On July 9, 2025, the State Bank of Vietnam (SBV) organized a Mid-year Review Conference to evaluate the performance of the banking sector in the first half, and to disseminate the tasks for the second half of 2025. The Conference was attended by SBV Governor Nguyen Thi Hong and the other members of the SBV’s Board of Management, together with the leaders of the SBV entities, the commercial banks, etc.
Delivering her opening speech at the Conference, SBV Governor Nguyen Thi Hong informed that 2025 is the final year of the 5-year Plan for the 2021-2025 period, an important year to evaluate and summarize the performances in the past term, affirming the big efforts and contributions of the banking sector in the process of national economic development.
According to the SBV Governor, in 2025, the monetary policy management has faced many difficulties and challenges. Specifically, the increasingly complex and unpredictable international developments, the escalating political tensions, the US’s new tariff rates,.. have all impacted the economic, financial and monetary situations in many countries, including Vietnam.
An overview of the Conference
Speaking at the Conference, SBV Deputy Governor Dao Minh Tu shared that, overcoming numerous difficulties and challenges over the past time, the SBV has managed the monetary policy and the banking operations in an effective manner, contributing to the efforts to achieve the economic growth target of 8% or higher in 2025 in accordance with the Government's policy.
In addition, the banking sector had urgently and strongly completed the restructuring of the organizational apparatus in accordance with the directions of the Party and Government, while still ensured the system’s safe, stable and smooth operations.
SBV Deputy Governor Dao Minh Tu delivers the Mid-Year Review Report on the banking sector’s performance results in the first half of 2025
The SBV has been operating the monetary policy in a proactive and flexible manner, in accordance with the macroeconomic situation, the international and domestic developments, contributing to boosting strongly the economic growth while still maintaining the macroeconomic stability, controlling the inflation, and ensuring the safety of the credit institutions’ system.
Specifically, the SBV has continued to maintain the key interest rates at a low level to help reduce the lending interest rates and support the businesses and the people. The lending interest rates had continued to decrease. As of June 10, 2025, the average lending interest rate for new transactions at the commercial banks was at 6.3% p.a., a decrease of 0.6% as compared to the end of 2024.
Regarding the exchange rate, the SBV has operated the exchange rate in a flexible and effective manner, contributing to absorbing external shocks; in collaboration with other monetary policy tools to reduce the pressures on the exchange rate and the foreign currency market. The exchange rate had moved flexibly, in accordance with the market conditions. In addition, the SBV has implemented synchronous measures to enhance the effectiveness of the management of the gold market.

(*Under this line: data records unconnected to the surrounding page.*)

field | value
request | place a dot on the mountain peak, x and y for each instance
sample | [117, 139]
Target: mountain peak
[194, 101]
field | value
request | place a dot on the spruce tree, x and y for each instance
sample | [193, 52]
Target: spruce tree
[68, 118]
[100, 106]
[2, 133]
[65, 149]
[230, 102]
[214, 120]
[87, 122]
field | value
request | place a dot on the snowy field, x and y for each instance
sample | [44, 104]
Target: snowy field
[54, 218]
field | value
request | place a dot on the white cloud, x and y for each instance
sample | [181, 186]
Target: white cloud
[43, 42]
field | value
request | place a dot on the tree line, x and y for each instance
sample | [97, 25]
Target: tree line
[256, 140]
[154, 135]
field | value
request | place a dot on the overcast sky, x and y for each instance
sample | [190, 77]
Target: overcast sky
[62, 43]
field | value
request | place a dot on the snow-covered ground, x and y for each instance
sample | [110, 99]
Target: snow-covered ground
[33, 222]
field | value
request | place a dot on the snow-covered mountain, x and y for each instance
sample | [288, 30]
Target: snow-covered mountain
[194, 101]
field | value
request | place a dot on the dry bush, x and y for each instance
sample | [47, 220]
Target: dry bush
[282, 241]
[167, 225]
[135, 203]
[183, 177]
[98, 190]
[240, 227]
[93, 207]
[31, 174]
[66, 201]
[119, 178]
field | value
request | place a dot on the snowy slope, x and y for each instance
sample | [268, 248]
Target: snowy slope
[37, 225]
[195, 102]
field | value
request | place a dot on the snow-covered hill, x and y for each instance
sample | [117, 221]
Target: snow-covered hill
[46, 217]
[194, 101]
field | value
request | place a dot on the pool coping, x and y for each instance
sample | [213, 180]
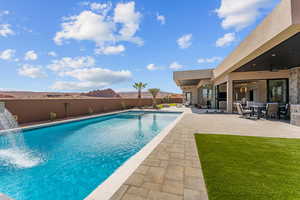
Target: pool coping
[75, 119]
[111, 185]
[106, 189]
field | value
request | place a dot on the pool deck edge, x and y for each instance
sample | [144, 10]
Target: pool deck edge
[111, 185]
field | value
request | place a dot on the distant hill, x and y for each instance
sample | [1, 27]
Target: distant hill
[108, 93]
[148, 95]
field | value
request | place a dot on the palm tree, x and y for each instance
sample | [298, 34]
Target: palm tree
[139, 86]
[154, 92]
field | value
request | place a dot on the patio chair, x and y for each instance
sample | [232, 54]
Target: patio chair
[242, 111]
[271, 111]
[285, 112]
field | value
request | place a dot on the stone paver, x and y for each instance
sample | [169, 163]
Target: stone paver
[173, 171]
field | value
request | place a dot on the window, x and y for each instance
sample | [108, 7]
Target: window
[278, 91]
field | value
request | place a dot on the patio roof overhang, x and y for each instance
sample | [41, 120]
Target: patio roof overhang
[281, 57]
[273, 45]
[191, 78]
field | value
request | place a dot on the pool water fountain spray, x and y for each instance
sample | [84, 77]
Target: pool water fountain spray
[13, 150]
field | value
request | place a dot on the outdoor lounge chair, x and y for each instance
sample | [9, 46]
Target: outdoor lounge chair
[271, 111]
[242, 111]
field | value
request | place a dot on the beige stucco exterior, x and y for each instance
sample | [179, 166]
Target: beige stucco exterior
[276, 28]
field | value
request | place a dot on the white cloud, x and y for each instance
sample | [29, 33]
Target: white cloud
[209, 60]
[31, 71]
[67, 63]
[240, 14]
[7, 54]
[126, 15]
[52, 53]
[161, 19]
[103, 8]
[175, 66]
[226, 40]
[185, 41]
[86, 26]
[110, 50]
[31, 55]
[101, 28]
[5, 30]
[4, 12]
[92, 78]
[153, 67]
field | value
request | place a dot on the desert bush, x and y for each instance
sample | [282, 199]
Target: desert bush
[90, 111]
[53, 116]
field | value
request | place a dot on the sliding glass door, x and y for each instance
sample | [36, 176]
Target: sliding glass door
[278, 91]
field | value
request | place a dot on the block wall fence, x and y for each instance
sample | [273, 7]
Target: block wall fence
[36, 110]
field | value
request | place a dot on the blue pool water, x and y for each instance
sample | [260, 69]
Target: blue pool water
[69, 161]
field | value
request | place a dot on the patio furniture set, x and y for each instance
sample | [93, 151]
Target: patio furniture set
[264, 110]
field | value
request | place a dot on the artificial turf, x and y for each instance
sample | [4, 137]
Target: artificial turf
[250, 168]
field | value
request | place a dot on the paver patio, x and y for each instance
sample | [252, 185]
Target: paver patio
[172, 171]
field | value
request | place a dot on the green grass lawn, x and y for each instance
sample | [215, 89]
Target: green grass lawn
[250, 168]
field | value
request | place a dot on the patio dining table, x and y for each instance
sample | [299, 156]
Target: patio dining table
[257, 109]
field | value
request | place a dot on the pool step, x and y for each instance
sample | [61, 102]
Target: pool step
[4, 197]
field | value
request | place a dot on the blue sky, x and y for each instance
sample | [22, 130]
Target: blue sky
[73, 45]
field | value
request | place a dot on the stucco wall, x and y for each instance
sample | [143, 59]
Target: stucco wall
[294, 84]
[35, 110]
[295, 115]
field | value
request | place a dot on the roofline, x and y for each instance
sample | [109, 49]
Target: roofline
[282, 23]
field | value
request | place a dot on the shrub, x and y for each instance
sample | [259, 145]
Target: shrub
[124, 107]
[90, 111]
[53, 116]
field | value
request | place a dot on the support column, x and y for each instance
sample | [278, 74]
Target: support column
[294, 90]
[2, 107]
[229, 96]
[294, 85]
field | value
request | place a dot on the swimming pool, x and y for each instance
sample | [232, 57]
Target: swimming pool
[68, 161]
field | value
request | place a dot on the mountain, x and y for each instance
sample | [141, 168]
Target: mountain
[107, 93]
[148, 95]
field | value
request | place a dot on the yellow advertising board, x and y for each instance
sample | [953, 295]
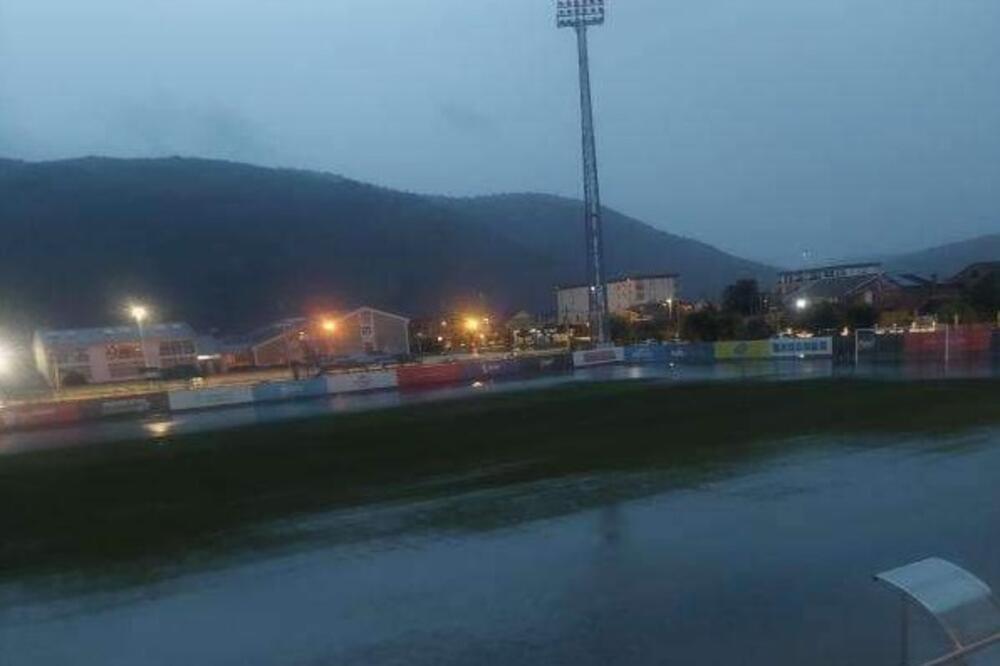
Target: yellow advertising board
[742, 349]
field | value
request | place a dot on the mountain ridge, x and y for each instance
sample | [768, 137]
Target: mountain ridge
[229, 245]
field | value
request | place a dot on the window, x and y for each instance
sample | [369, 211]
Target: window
[123, 351]
[177, 348]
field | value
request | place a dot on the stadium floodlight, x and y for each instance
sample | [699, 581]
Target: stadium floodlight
[579, 14]
[573, 13]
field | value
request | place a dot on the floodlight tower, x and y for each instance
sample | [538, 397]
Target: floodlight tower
[579, 15]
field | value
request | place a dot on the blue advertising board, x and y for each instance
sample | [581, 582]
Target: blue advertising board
[276, 391]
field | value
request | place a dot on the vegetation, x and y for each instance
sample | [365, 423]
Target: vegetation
[190, 235]
[158, 502]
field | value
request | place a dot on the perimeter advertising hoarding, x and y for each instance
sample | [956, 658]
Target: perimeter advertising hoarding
[592, 357]
[801, 347]
[185, 400]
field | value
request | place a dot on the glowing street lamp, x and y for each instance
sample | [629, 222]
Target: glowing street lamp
[140, 313]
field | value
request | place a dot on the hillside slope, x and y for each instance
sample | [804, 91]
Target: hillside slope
[946, 260]
[230, 245]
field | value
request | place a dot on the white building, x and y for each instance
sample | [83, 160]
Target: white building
[112, 354]
[789, 281]
[573, 303]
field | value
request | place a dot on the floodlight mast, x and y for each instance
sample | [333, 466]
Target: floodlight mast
[579, 14]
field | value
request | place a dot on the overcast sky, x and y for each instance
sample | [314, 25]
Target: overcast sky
[766, 127]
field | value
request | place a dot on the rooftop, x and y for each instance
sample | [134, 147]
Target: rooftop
[113, 334]
[623, 278]
[832, 288]
[828, 267]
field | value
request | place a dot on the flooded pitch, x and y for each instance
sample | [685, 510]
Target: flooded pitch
[766, 563]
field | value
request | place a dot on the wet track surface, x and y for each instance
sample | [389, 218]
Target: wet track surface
[768, 563]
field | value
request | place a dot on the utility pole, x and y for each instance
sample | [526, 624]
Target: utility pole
[579, 15]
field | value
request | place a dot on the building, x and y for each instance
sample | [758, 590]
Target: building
[791, 281]
[370, 331]
[113, 354]
[625, 293]
[301, 340]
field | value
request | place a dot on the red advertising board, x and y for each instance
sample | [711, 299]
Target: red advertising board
[413, 376]
[958, 341]
[41, 415]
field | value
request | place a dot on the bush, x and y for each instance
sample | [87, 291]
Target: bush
[72, 378]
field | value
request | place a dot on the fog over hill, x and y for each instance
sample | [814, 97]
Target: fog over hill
[230, 245]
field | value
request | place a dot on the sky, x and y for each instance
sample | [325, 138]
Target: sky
[774, 129]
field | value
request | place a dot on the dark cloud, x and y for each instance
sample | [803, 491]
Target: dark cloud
[766, 127]
[466, 119]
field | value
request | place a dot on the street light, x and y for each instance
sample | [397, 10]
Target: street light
[140, 313]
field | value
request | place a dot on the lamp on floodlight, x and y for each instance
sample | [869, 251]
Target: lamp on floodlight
[579, 15]
[140, 313]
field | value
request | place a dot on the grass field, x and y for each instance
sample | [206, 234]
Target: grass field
[144, 504]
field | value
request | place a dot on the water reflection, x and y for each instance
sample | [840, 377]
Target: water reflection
[764, 564]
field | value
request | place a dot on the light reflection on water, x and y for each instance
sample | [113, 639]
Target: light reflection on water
[769, 565]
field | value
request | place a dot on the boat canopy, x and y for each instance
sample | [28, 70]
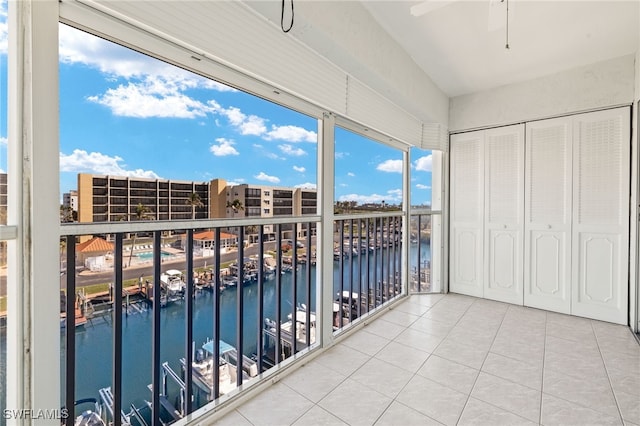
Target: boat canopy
[224, 347]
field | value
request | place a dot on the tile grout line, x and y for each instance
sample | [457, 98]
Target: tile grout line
[544, 357]
[394, 399]
[481, 365]
[604, 364]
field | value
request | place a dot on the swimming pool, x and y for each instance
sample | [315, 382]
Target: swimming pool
[148, 255]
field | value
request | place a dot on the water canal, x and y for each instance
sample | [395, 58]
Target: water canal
[94, 340]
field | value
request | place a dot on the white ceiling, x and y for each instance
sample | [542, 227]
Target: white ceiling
[461, 44]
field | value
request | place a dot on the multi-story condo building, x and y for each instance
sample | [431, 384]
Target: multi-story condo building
[70, 200]
[103, 198]
[116, 198]
[3, 198]
[247, 200]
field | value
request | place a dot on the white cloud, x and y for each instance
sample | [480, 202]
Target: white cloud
[253, 125]
[76, 46]
[243, 123]
[395, 193]
[224, 148]
[290, 150]
[265, 177]
[273, 156]
[98, 163]
[423, 164]
[392, 196]
[390, 166]
[291, 134]
[307, 185]
[150, 99]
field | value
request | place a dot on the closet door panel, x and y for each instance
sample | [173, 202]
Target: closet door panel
[504, 203]
[601, 215]
[548, 189]
[467, 214]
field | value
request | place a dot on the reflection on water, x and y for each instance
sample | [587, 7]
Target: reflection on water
[94, 341]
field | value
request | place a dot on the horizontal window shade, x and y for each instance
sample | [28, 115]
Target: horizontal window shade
[435, 136]
[235, 36]
[368, 107]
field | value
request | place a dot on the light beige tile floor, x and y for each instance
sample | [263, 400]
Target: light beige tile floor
[451, 359]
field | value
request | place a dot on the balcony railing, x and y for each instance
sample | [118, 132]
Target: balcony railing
[182, 323]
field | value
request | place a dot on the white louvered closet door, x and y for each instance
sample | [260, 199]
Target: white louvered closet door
[504, 203]
[601, 215]
[547, 270]
[467, 214]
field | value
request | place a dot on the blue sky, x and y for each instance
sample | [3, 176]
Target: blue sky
[123, 113]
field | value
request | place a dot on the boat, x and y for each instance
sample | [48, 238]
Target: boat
[90, 417]
[287, 329]
[349, 303]
[173, 282]
[202, 368]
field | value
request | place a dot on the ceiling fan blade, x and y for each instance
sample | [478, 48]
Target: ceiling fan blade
[428, 6]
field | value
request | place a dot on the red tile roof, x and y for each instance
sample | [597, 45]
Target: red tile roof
[96, 244]
[210, 235]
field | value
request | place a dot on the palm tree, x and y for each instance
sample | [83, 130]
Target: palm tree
[194, 201]
[141, 213]
[236, 205]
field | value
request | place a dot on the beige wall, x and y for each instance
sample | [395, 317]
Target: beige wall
[85, 197]
[217, 198]
[600, 85]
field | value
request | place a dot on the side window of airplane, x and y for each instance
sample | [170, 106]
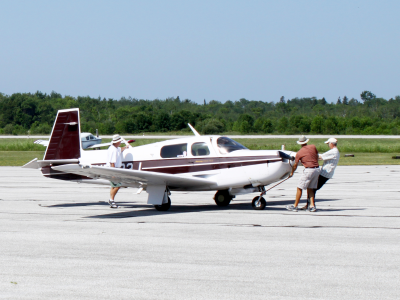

Regarding the credit management, right in the end of 2024, the SBV had made public notifications about the credit growth targets for the credit institutions in 2025, allowing the credit institutions to take proactive steps in their implementation. The SBV had also made public notifications to the foreign banks, the joint venture banks, the Cooperative Bank and the non-bank credit institutions to proactively control their credit growth rates in 2025. Furthermore, the SBV had continued to implement a roadmap to restrict from and gradually eliminate the assignment of credit growth targets for the credit institutions in the future.
The participants at the Conference
Thanks to the robust and synchronized implementation of those solutions, as of June 30, 2025, the total credit outstanding of the whole banking system had reached over 17,200 trillion VND, an increase of 9.9% against that of the end of 2024, and up by 19.32% as compared to the same period in 2024. This was the highest credit growth rate since 2023.
The SBV has also strongly directed the implementation of the credit programs and policies in accordance with the directions of Government, the Prime Minister, and several of those programs had proved to be very effective.
Other work activities had also been implemented successfully, including the Scheme for the restructuring of the credit institutions’ system in association with the NPL resolution. The SBV had completed the compulsory transfers of 2 poor-performing banks. The inspection and supervision of the credit institutions had always received high attention by the SBV, contributing to ensuring the security and the disciplines in the monetary and banking operations. In addition, the SBV had continued to promote non-cash payments and the digital transformation in the banking sector.